Since the opening up of China in the 1990s, colleges began to expand the enrolment of women and offered courses such as international trade and marketing to meet economic needs. Analysts said that more Chinese women were also embarking on careers in sciences, technology, engineering and math.

Four other Asian female billionaires made the list in 2019. India's Kiran Mazumdar-Shaw, chair and managing director of biotech company Biocon, is ranked 11th and South Korea's Yoo Jung-hyun, auditor and wife of the founder of gaming company Nexon, is 28th. 

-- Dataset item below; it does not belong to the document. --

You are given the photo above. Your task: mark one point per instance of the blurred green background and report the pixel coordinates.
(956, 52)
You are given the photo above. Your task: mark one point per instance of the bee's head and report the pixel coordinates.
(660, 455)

Vietnam's Nguyen Thi Phuong Thao, president and CEO of Vietjet, is ranked 41st while Singapore's retail and hospitality tycoon Christian Ong comes in at 55th.

Hurun named 2,470 billionaires globally, including those who had inherited their wealth. Of this total, just 15.5% were female. 

A UBS and PwC Billionaire report released Thursday also showed a similar trend. There were 62 female billionaires in the Asia-Pacific region in 2018, up from just 2 in 2005.

UBS said that entrepreneurs made the majority of their female Asian clients. These clients are becoming more focused on sustainable investments. UBS noted that by 2021, female investors could be set to invest $2.3 trillion to improve global social welfare.